Julieta went through with her plan. One horrible afternoon she told Garrett she was divorcing him, then moved out of the house and set up in a cramped third-floor apartment in Gallup.

For a while she tried to make excuses for Peter: Maybe Garrett had found out about him, had threatened him or had him beat up and scared him away. But then she thought, no, there was no way Garrett could have found out, they had been too careful. The proof was that if he had, he'd be using her infidelity against her in the divorce; he certainly fought her proposed settlement terms tooth and nail, and he followed through on his threat to fire her father, but he never brought Peter into it.

Still, she couldn't bear to believe Peter had left of his own accord. But when she finally mustered the courage to call Peter's mother, up near Shiprock, she said yes, he'd brought Bird to stay at her house and had left the rez.

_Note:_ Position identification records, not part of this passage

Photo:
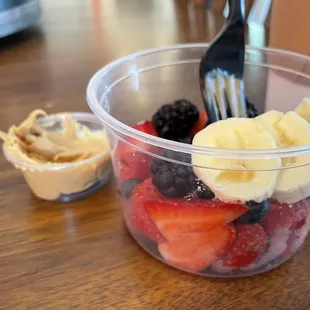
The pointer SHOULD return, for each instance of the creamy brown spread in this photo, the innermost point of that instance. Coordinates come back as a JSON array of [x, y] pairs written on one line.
[[36, 151]]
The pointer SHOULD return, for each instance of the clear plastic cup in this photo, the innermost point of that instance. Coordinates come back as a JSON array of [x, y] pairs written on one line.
[[66, 182], [131, 89]]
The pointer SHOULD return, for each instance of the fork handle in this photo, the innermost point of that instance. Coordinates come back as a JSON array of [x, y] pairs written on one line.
[[236, 10]]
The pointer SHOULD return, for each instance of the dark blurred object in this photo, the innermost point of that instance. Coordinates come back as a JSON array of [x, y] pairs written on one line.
[[16, 15]]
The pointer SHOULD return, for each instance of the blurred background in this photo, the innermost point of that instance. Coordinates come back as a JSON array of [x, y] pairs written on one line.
[[50, 62]]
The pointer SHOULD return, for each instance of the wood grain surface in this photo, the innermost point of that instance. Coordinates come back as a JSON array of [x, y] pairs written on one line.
[[80, 255]]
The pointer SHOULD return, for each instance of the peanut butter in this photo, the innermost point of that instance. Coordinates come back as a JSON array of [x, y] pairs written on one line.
[[57, 162]]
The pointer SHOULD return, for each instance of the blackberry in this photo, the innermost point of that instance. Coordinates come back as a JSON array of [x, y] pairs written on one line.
[[202, 191], [127, 187], [257, 211], [187, 140], [251, 109], [171, 179], [175, 120]]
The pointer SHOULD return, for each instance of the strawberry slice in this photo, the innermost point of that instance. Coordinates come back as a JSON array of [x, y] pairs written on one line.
[[195, 251], [134, 165], [302, 228], [280, 224], [131, 145], [191, 216], [200, 124], [251, 242], [136, 217]]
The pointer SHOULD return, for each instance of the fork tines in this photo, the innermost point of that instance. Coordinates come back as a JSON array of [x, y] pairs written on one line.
[[225, 96]]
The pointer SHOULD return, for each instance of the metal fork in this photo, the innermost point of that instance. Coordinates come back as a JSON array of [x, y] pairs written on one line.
[[221, 69]]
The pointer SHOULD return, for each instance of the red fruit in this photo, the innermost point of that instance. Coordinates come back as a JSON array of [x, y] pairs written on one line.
[[251, 242], [138, 164], [285, 216], [301, 231], [133, 145], [176, 215], [200, 124], [195, 251], [137, 218]]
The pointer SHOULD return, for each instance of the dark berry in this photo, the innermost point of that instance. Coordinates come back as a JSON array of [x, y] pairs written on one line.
[[257, 211], [172, 179], [251, 109], [127, 187], [187, 140], [175, 120], [201, 190]]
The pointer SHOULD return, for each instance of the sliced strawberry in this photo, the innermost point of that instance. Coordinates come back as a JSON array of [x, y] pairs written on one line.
[[137, 218], [301, 231], [191, 216], [133, 145], [200, 124], [251, 242], [280, 216], [195, 251]]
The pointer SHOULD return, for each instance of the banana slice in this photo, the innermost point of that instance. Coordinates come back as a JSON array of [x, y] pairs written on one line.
[[268, 121], [303, 110], [293, 183], [237, 179]]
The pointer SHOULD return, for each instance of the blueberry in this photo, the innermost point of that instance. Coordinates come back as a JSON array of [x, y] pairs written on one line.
[[127, 187], [202, 191], [257, 211]]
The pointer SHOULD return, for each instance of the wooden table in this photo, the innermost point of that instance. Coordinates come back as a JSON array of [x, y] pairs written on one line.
[[79, 255]]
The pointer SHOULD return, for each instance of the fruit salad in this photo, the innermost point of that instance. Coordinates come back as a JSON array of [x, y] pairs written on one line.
[[217, 216]]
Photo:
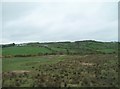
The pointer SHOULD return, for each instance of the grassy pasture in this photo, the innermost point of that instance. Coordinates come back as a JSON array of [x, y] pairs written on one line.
[[25, 50], [62, 71]]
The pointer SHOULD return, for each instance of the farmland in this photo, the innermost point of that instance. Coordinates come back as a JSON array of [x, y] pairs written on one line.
[[61, 64]]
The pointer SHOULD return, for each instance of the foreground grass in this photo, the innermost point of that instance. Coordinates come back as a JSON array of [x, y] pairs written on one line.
[[26, 63], [62, 71]]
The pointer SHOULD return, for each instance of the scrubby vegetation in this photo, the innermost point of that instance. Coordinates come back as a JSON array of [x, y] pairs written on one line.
[[61, 64]]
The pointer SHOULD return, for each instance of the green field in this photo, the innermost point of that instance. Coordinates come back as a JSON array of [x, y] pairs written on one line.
[[61, 64]]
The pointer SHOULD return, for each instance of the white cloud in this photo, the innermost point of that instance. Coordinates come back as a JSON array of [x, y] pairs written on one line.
[[60, 21]]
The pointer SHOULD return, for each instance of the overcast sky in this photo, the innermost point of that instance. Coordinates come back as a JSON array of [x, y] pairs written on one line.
[[63, 21]]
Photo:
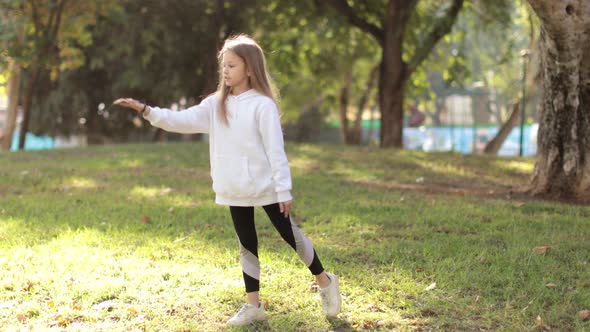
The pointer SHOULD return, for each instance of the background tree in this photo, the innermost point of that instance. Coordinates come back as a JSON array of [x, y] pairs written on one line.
[[388, 23], [50, 29], [563, 167]]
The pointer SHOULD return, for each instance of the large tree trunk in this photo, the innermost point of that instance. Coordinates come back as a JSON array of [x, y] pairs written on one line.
[[363, 100], [392, 76], [27, 103], [12, 112], [562, 169], [343, 103]]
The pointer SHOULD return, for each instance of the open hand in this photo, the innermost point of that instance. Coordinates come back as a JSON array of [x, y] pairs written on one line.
[[286, 207], [129, 102]]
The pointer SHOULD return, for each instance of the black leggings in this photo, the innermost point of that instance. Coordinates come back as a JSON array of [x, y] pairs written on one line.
[[243, 218]]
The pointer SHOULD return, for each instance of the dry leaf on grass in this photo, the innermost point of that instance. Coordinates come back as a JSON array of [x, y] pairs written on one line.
[[430, 287], [540, 324], [542, 250]]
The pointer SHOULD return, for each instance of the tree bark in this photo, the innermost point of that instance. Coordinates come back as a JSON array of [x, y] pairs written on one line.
[[393, 71], [27, 103], [343, 102], [562, 169], [363, 100], [12, 112], [392, 74]]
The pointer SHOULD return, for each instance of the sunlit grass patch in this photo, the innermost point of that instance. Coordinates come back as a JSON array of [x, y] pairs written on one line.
[[128, 238]]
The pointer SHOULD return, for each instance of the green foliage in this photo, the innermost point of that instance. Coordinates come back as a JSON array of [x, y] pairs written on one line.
[[136, 225]]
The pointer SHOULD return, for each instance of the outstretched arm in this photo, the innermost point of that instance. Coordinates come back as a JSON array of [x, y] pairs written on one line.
[[193, 120]]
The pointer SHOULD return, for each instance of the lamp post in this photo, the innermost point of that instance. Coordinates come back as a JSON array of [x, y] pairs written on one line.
[[524, 55]]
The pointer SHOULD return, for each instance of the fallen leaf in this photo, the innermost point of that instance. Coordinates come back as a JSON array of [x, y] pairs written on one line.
[[315, 287], [430, 287], [59, 320], [540, 324], [542, 250], [7, 304], [375, 307], [584, 314], [104, 305]]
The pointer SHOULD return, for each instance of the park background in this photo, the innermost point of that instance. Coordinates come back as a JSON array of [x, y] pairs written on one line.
[[434, 226]]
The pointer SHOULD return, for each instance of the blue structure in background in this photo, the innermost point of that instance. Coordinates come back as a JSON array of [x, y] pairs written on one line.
[[33, 142], [461, 139]]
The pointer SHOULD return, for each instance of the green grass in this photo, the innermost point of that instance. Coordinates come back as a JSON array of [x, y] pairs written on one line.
[[136, 225]]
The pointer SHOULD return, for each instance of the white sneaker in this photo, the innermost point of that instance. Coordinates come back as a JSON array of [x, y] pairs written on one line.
[[248, 314], [331, 299]]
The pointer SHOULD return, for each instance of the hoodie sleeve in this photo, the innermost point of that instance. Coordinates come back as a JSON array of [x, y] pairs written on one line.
[[193, 120], [269, 126]]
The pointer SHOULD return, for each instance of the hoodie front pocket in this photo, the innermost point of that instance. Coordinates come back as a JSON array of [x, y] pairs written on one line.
[[232, 178]]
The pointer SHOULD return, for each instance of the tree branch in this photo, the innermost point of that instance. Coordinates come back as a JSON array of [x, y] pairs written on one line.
[[440, 28], [343, 7]]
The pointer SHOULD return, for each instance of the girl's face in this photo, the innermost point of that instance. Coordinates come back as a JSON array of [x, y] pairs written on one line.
[[235, 74]]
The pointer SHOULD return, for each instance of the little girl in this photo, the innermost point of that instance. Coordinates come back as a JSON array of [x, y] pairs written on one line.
[[249, 166]]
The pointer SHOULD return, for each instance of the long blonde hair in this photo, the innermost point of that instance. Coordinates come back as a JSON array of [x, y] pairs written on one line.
[[246, 48]]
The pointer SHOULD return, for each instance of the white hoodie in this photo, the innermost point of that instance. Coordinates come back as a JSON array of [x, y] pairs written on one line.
[[249, 166]]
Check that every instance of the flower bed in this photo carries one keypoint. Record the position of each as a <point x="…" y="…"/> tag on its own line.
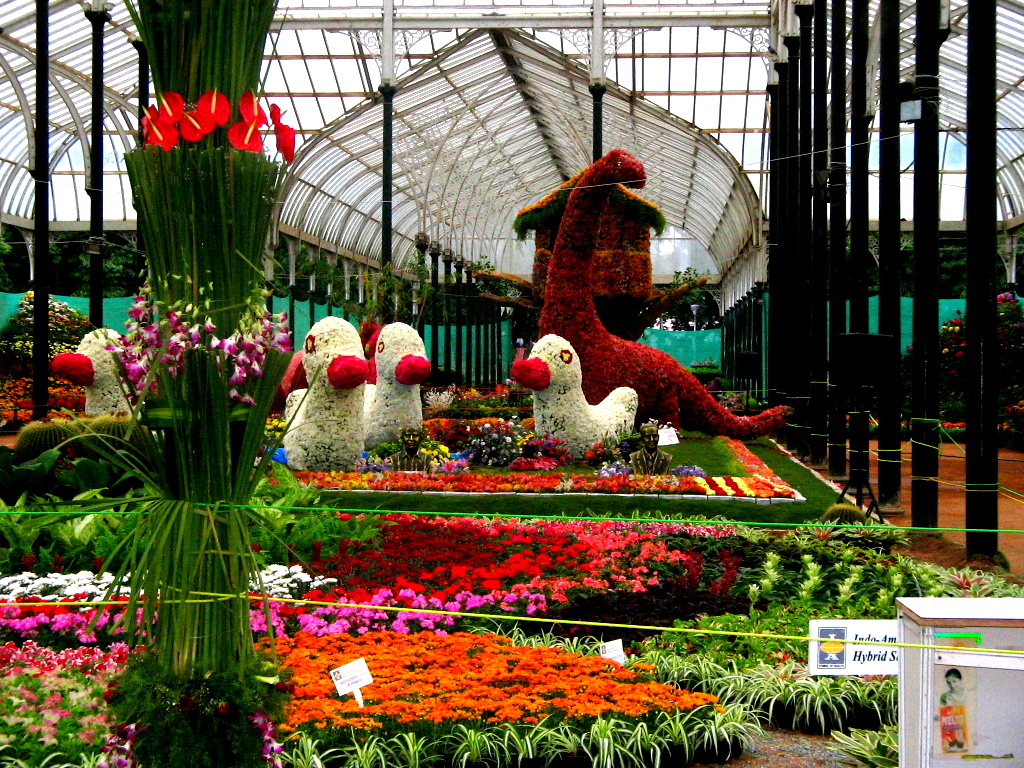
<point x="425" y="680"/>
<point x="742" y="487"/>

He'd said he was going to California, but she hadn't heard from him. Julieta begged her to have him contact her if he came back or called.

Heartbroken, she lived on in her little apartment. Every day brought a dozen changes of heart toward Peter: hope and fear, strength and devastation, anger and forgiveness. Her confusion wasn't just about men, or even love, it was about life. The sense of betrayal that all the good things you believed should be so untrue.

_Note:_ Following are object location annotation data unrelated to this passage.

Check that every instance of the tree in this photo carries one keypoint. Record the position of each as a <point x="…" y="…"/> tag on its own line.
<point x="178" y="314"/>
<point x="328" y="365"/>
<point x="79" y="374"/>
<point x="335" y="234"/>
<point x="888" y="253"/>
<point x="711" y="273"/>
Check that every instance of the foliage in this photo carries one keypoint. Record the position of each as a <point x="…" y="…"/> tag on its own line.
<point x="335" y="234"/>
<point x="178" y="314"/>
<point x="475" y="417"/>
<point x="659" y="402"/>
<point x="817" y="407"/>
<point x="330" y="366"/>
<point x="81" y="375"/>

She started to show, a little. The divorce process dragged on. She received no visitors. She saw Joseph often, always at the hospital or at restaurants. The longer she stayed in her tiny apartment, the more anger she felt toward Peter. But she still wanted to have the baby. It was the child of those beautiful moments, when the world opened up and it seemed there was love in it after all. And maybe Peter would come back. Maybe he just needed more time.

"In retrospect, I wish I didn't do it the way I did. But you have to understand how angry I was. How terrified I was of what Garrett would do if he found out."

"That he'd hurt you? Physically, I mean?"

The muscles on Julieta jaws rippled. "Remember Donny's remark about the quality of my horses? It goes back to the day I told Garrett I was divorcing him. He didn't love me, but he liked sex with me and he owned me-plus he knew the divorce would cost him some money and property. And by God one thing Garrett did was, he fought for what he owned! The day I handed him the papers he argued and threatened me and his eyes literally turned this horrible bloody color. He… he did something very terrible."